Manchmal komme ich nach einem Seminar nach Hause, schließe die Tür auf und irgendetwas ist anders. Vielleicht ist Ihnen das auch schon einmal passiert. Man spürt, dass irgendetwas sich verändert hat, doch man erkennt nicht sofort was. Ich habe mir angewöhnt, dann erst einmal stehen zu bleiben und die Situation auf mich wirken zu lassen. Zugegeben, mit zwei kleinen Kindern ist das „Stehen bleiben und die Situation wirken lassen“ an sich schon eine Herausforderung, doch wenn es mir gelingt, dann erkenne ich oft, was sich verändert hat.

Eine neue Tapete im Flur, ein Spiegel über der Kommode, ein neuer Teppich, über den ich buchstäblich gestolpert bin… All das verändert den Look, das Gefühl, wenn man den Raum betritt, ja manchmal sogar die eigene Stimmung. Letztens hat meine Frau die Familienbilder im Flur mit neuen Rahmen versehen. Sie wirkten völlig anders, mir fielen Details auf, die ich bislang gar nicht wahrgenommen hatte. Es war wirklich verblüffend. Zwei Tage später kamen Freunde zu Besuch und ihre erste Frage war: „Habt Ihr neue Bilder aufgehängt? Wow, sieht super aus.“ Da wusste ich, es geht nicht nur mir so.

Four antique picture frames. High resolution.

© ashumskiy / Fotolia

Ein neuer Rahmen verändert alles, übrigens nicht nur in den eigenen vier Wänden, sondern auch im Verkaufsgespräch. Nutzen Sie den Effekt für sich und Sie werden erkennen, dass dieses Phänomen Ihre Abschlussquote positiv beeinflusst. Ich gebe Ihnen einige Beispiele:

Kunde: „Die Immobilie liegt mir zu nah an der Autobahn.“

Verkäufer: „Der Geräuschpegel ist sehr niedrig, das kann ich Ihnen versichern. Und Sie brauchen morgens nur drei Minuten zur Autobahn und kommen von dort schnell und unkompliziert zur Arbeit.

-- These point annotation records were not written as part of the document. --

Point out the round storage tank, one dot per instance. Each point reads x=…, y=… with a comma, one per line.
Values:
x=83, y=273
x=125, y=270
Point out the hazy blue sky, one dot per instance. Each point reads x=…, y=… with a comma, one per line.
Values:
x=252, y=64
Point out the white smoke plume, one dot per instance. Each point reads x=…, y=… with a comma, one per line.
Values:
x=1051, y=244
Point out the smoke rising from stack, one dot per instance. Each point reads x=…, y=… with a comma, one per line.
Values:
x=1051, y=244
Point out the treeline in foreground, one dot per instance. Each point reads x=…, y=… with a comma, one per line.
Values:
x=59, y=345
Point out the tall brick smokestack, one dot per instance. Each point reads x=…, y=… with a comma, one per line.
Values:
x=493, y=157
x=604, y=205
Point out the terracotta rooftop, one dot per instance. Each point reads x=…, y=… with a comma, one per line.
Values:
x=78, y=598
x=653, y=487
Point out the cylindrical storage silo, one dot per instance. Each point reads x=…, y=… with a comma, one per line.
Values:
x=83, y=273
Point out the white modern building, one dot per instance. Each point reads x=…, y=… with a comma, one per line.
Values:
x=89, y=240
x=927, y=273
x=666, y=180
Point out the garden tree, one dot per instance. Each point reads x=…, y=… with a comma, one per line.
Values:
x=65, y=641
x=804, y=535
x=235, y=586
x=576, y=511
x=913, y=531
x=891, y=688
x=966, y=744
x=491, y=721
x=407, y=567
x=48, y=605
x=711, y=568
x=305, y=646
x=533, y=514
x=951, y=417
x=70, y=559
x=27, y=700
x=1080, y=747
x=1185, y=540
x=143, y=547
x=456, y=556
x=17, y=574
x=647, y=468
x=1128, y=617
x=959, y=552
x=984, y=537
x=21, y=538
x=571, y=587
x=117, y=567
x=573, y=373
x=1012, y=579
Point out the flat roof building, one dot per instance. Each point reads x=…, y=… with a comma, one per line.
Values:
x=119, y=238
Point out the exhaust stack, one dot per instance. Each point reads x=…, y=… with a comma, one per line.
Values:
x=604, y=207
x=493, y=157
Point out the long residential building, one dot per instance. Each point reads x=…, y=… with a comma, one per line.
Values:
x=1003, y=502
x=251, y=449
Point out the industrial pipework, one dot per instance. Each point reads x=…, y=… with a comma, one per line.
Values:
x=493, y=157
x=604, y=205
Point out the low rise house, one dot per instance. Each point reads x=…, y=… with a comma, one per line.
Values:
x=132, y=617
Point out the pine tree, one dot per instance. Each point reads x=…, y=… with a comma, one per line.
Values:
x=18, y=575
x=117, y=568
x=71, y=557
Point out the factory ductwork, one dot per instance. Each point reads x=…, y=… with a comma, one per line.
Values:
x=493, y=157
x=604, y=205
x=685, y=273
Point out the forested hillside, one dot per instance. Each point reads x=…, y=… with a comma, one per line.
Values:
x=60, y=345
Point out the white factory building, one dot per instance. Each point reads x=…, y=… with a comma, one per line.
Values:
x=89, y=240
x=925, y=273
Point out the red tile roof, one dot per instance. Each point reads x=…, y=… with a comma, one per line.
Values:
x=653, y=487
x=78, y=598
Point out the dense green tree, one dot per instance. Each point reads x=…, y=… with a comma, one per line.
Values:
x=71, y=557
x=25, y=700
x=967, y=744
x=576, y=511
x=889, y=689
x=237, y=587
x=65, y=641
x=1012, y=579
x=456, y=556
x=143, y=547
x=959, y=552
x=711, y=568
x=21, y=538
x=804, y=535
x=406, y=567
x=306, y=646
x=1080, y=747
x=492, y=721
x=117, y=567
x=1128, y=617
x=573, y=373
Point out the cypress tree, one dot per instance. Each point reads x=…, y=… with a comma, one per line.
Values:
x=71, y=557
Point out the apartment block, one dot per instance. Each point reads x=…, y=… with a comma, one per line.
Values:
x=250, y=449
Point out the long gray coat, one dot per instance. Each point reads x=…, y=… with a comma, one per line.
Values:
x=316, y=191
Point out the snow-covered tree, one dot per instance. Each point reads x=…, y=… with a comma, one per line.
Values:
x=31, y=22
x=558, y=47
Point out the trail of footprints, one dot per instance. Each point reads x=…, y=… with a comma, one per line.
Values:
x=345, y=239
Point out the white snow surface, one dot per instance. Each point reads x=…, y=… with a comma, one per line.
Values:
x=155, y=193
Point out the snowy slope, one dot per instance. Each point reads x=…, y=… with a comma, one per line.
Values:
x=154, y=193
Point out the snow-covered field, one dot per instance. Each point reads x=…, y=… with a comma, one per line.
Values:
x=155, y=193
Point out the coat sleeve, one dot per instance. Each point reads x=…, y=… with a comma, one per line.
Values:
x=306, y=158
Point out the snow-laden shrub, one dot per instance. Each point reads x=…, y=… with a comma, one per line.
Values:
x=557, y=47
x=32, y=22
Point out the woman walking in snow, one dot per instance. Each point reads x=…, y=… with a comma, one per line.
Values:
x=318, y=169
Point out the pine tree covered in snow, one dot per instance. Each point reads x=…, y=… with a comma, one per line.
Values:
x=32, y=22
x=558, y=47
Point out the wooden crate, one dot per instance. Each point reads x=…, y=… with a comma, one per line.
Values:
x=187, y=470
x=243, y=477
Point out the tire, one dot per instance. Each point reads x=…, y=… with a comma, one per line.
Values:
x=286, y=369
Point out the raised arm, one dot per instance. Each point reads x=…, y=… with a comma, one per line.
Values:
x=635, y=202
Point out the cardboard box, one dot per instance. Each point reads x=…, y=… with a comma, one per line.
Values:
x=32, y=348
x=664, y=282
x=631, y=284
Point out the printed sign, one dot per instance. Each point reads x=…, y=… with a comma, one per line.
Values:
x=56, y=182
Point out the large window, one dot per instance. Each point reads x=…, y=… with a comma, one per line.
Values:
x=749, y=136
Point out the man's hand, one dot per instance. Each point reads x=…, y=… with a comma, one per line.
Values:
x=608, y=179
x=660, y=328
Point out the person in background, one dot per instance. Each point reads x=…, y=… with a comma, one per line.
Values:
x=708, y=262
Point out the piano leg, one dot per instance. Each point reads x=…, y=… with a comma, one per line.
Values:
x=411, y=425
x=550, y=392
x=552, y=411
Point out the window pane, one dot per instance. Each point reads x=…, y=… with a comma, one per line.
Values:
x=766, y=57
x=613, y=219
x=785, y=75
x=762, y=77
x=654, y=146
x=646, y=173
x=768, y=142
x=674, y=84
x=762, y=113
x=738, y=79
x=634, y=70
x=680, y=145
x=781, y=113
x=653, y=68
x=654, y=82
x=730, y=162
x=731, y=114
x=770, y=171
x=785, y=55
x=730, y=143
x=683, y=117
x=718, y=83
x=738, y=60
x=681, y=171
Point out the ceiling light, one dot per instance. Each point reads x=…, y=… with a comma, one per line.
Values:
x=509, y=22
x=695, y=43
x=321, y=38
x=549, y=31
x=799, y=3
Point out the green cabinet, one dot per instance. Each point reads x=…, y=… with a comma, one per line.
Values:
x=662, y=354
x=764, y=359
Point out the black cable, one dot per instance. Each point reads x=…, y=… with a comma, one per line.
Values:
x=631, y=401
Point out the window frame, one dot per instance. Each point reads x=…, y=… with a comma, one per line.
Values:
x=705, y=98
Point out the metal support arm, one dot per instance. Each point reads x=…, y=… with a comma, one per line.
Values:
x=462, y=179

Für Berufstätige ist diese Lage perfekt.“

Nichts hat sich verändert. Die Immobilie ist noch genau dort, wo sie sich vorher befunden hat. Die Lage ist identisch. Trotzdem hat sich alles verändert. Der Kunde sieht die Situation aus einem neuen Blickwinkel. Er nimmt Details war, die er vorher nicht wahrgenommen hat. Ich gebe Ihnen noch ein Beispiel:

Kunde: „Das Auto sieht wirklich schon etwas heruntergekommen aus.“

Verkäufer: „Sie haben vollkommen Recht, es sind einige kosmetische Veränderungen notwendig, doch der Motor und das Getriebe sind in einem einwandfreien Zustand. Mit diesem Auto fahren Sie locker in den Urlaub nach Italien und wieder zurück. Dieses Auto lässt Sie garantiert nicht im Stich.“

Wieder hat sich nicht das kleinste Detail geändert. Und alles hat sich geändert, weil der Kunde bereit ist, sich möglicherweise relevante Details aus einem anderen Blickwinkel anzusehen. Er wägt ab. Was ist wichtiger: Aussehen oder Fahrtüchtigkeit? Zunächst nahm er nur die offensichtlichen Mängel war. Jetzt ist er in der Lage, tatsächlich abzuwägen, ob die Vorteile die Nachteile wettmachen. Ein neuer Blickwinkel ermöglicht eine neue Sichtweise und bringt nicht selten die bereits verloren geglaubte Kauflust zurück.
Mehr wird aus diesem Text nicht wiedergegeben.